Our exciting, young and creative style seemed to catch the eye in Germany, especially of Schon. In addition to giving his players plenty of room to improvise on the pitch, Docherty had taken ideas from all over the world when building his innovative ‘Doc’s Diamonds’ team, and that patchwork of international influences and unpredictability provided exactly the challenge Schon wanted to get his players ready for the World Cup.

The football world was smaller in those days. Long-distance overseas travel was still a rarity and footage of foreign matches almost non-existent. In Schon’s eyes, a game against Chelsea was the best substitute for taking on the teams of South America or Eastern Europe.

‘He said we weren’t like a British team,’ recalled Docherty. ‘He meant that we weren’t overly physical, that we played football from the goalkeeper outwards. The Germans loved it!’

‘At that time, the full-backs, Ken Shellito and Eddie McCreadie, were like outside-right and outside-left rather than right-back and left-back. You’d read in the paper that the Chelsea full-backs were offside all the time!’

It wasn’t just our Brazilian-style attacking full-backs which made us an appealing opponent either, although those who remember Ron Harris’ robust defending may feel Schon was playing with fire with his special request to his fellow manager.

‘They asked me if Chopper could mark Uwe Seeler because they felt when they played other national team, people would want to man-mark Seeler and they wanted a bit of practice at it. I said, “You’ve picked the right man in Chopper!”

‘Ronnie marked him the whole game. He didn’t do the things he would do in England, but he shadowed him everywhere. Seeler never got a kick.’

The appeal for Chelsea was obvious too. The same reasons that restricted Schon’s experience of playing against foreigners meant international teams were effectively an all-star XI for their domestic league. The chance for the Blues to see how they stacked up against such a high standard of opposition was impossible to resist.

The verdict was overwhelmingly positive. Harris did his job better than Schon could have anticipated as the West German attack was locked out in the first match in Duisburg in February. Barry Bridges’ late goal gave us a 1-0 win and plenty of admiration in Germany and back at home. One British newspaper ran with the rather gleeful headline ‘Chelsea whip the Germans!’ on their coverage of the game.

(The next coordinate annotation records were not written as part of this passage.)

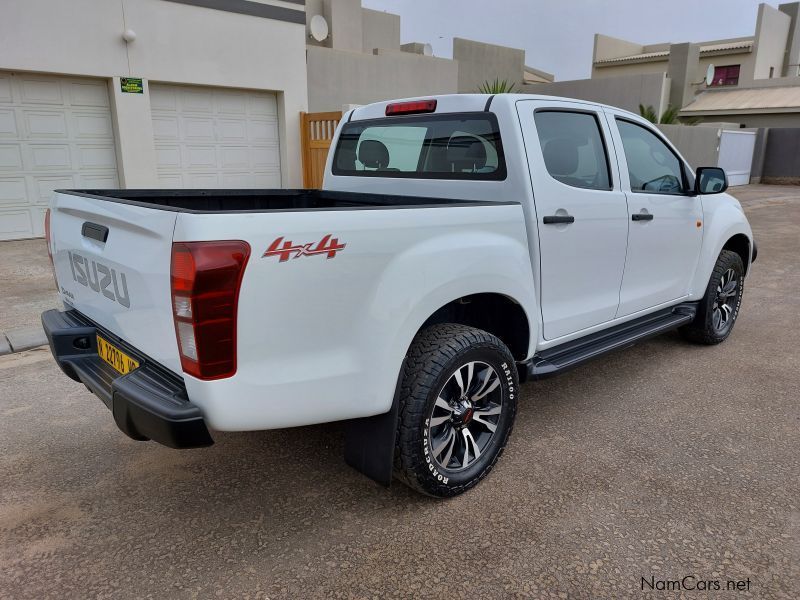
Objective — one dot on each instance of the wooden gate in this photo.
(316, 132)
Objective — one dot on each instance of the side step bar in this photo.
(570, 354)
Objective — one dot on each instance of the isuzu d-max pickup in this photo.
(460, 245)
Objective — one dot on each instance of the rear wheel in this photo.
(717, 311)
(457, 407)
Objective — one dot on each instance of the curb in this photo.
(20, 339)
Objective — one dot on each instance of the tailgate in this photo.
(122, 283)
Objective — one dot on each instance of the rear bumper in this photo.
(149, 403)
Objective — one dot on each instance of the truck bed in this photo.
(273, 200)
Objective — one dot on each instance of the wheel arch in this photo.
(495, 313)
(740, 244)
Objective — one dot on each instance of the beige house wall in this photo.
(340, 77)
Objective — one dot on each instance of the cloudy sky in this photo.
(558, 35)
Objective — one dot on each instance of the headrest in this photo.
(465, 152)
(561, 156)
(346, 158)
(373, 154)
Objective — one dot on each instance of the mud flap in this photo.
(369, 442)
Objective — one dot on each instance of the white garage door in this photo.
(55, 132)
(215, 138)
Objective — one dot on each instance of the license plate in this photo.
(121, 362)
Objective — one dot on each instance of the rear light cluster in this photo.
(49, 240)
(206, 277)
(414, 107)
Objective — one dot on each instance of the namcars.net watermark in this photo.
(695, 583)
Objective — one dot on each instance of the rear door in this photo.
(581, 213)
(666, 223)
(112, 263)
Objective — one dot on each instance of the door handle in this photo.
(558, 219)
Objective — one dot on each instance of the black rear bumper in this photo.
(149, 403)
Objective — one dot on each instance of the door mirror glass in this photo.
(710, 180)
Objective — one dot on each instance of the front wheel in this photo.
(717, 311)
(457, 406)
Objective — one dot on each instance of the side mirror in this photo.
(710, 180)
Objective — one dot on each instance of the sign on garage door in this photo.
(214, 137)
(55, 132)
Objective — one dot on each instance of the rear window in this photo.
(448, 146)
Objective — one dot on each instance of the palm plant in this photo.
(496, 87)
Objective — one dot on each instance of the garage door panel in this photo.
(199, 157)
(163, 98)
(196, 101)
(265, 105)
(263, 130)
(10, 157)
(88, 94)
(15, 224)
(97, 181)
(168, 157)
(232, 157)
(267, 180)
(41, 91)
(55, 133)
(12, 191)
(5, 89)
(233, 130)
(266, 157)
(231, 103)
(42, 187)
(201, 180)
(47, 157)
(92, 125)
(165, 128)
(209, 137)
(96, 157)
(45, 125)
(201, 129)
(171, 180)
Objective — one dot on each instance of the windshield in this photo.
(448, 146)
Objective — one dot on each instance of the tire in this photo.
(719, 307)
(455, 379)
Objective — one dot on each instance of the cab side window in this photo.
(652, 166)
(573, 148)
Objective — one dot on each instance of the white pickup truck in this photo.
(460, 245)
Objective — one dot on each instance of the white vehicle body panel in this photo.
(138, 253)
(588, 254)
(332, 350)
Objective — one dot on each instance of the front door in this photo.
(666, 223)
(580, 211)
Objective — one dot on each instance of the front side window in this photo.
(652, 166)
(573, 148)
(447, 146)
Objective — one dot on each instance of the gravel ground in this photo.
(662, 461)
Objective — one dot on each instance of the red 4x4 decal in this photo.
(286, 250)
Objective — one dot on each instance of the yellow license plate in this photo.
(121, 362)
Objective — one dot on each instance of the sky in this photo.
(558, 35)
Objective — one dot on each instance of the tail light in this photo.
(414, 107)
(49, 241)
(206, 277)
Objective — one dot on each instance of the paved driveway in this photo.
(661, 461)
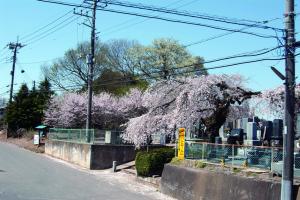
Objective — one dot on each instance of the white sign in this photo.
(36, 139)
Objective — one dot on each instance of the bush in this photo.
(152, 162)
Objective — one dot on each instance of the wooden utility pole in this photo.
(14, 47)
(289, 133)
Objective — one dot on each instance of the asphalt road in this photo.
(29, 176)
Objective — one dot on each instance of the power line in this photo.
(54, 29)
(106, 31)
(142, 76)
(45, 26)
(163, 19)
(223, 34)
(190, 14)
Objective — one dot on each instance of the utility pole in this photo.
(91, 61)
(14, 47)
(288, 136)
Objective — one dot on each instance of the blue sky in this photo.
(22, 18)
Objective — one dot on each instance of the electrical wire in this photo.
(54, 29)
(226, 34)
(189, 14)
(106, 31)
(145, 76)
(30, 35)
(163, 19)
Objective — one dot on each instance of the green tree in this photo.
(166, 58)
(116, 83)
(27, 108)
(70, 72)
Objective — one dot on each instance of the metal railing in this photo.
(267, 158)
(72, 135)
(90, 136)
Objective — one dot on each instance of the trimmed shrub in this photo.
(152, 162)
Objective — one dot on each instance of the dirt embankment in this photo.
(23, 142)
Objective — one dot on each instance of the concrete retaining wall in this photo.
(193, 184)
(104, 155)
(76, 153)
(90, 156)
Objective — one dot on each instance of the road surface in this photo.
(25, 175)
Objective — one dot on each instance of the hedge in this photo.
(152, 162)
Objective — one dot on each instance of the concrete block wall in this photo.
(90, 156)
(193, 184)
(76, 153)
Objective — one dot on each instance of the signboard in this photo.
(181, 143)
(36, 139)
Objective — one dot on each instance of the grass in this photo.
(236, 170)
(200, 164)
(176, 161)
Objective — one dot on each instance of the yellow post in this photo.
(181, 143)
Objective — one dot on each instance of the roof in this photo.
(41, 127)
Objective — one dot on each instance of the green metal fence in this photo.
(72, 135)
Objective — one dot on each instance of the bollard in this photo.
(114, 168)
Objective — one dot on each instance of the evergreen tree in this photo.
(27, 108)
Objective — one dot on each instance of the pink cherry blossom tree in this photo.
(69, 110)
(271, 102)
(182, 102)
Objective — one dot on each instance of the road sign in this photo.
(36, 139)
(181, 142)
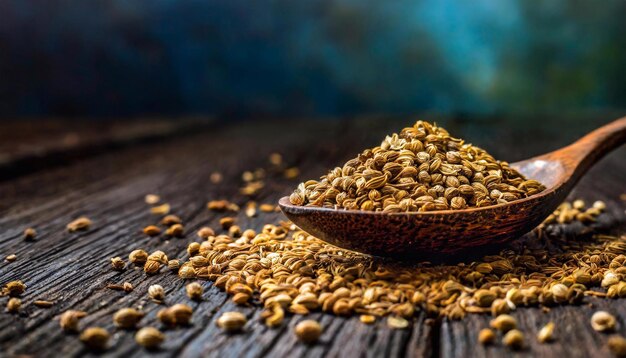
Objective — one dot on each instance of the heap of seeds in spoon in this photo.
(421, 169)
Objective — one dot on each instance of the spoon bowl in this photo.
(447, 232)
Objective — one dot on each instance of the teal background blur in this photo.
(242, 59)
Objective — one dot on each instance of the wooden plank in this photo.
(73, 269)
(29, 145)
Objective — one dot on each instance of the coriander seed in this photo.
(79, 224)
(173, 265)
(151, 267)
(205, 232)
(194, 291)
(156, 292)
(127, 318)
(227, 222)
(602, 321)
(486, 336)
(175, 230)
(397, 322)
(158, 256)
(514, 339)
(117, 263)
(546, 333)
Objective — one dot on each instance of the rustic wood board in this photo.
(73, 269)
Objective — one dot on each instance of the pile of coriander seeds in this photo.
(421, 169)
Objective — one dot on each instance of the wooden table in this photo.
(106, 178)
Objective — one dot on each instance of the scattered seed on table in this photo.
(80, 224)
(486, 336)
(603, 321)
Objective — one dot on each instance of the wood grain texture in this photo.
(73, 269)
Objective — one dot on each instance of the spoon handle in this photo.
(581, 155)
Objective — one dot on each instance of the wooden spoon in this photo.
(420, 234)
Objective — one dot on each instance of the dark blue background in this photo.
(310, 58)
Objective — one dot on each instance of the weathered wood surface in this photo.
(73, 269)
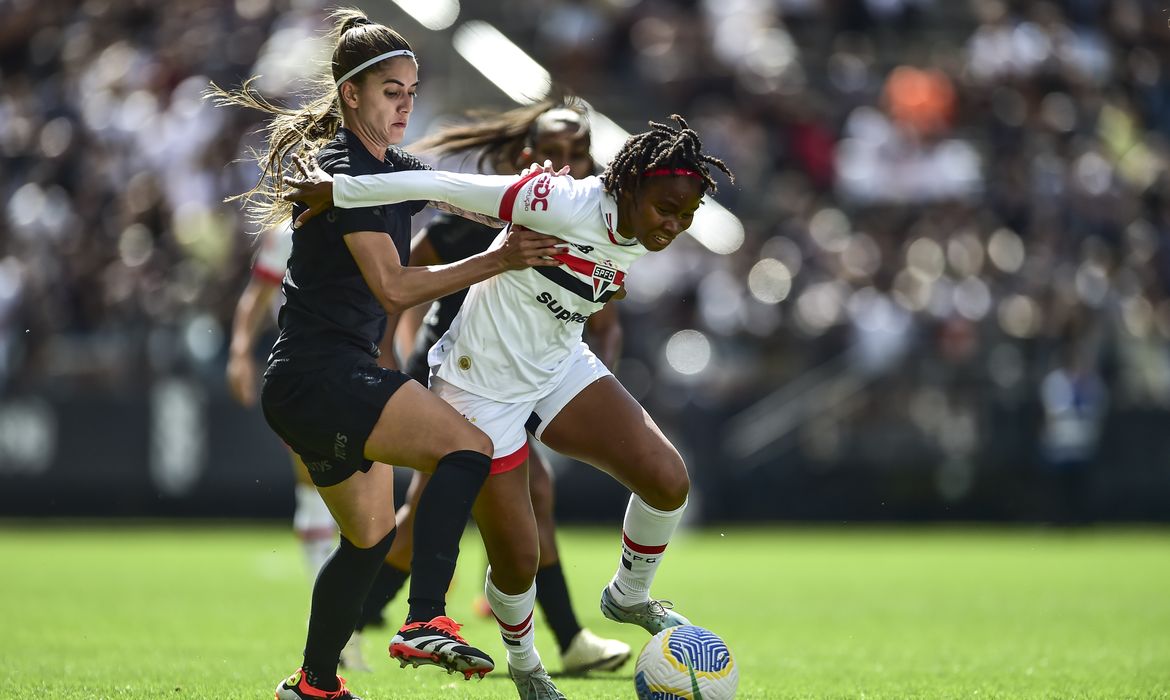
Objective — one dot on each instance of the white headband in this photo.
(371, 62)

We clearly liked the challenge as we returned in August as part of a daunting pre-season schedule, in which we also took on a combined Celtic and Rangers team in Glasgow, as well as another exhibition team made up of AC Milan and Inter Milan’s best players.

Our trip to Essen between those two matches started even better than our previous game against West Germany, as Bridges picked up where he’d left off to open the scoring just eight minutes in, and Jim McCalliog doubled our lead before half-time.

The Germans had learned their lesson, though. After a double substitution during the break, the scores were level 20 minutes into the second half and one of those subs, Horst Szymaniak, gave them a 3-2 victory with an 87th minute penalty.

Much like that same West Germany team have never gotten over their suspicions surrounding the standard of officiating in the following year’s World Cup final against England, that late penalty awarded by a German referee seemed more than a little suspicious in sparing the hosts’ blushes.

Perhaps it is just as well, as if the decisions had panned out different at Wembley in 1966, Chelsea’s assistance in West Germany’s preparations might have got some of the blame for losing England the World Cup. As it was, we had defeated one World Cup finalist and then beaten the stars of the winners at West Ham, giving us a decent claim to being the best club team on the planet.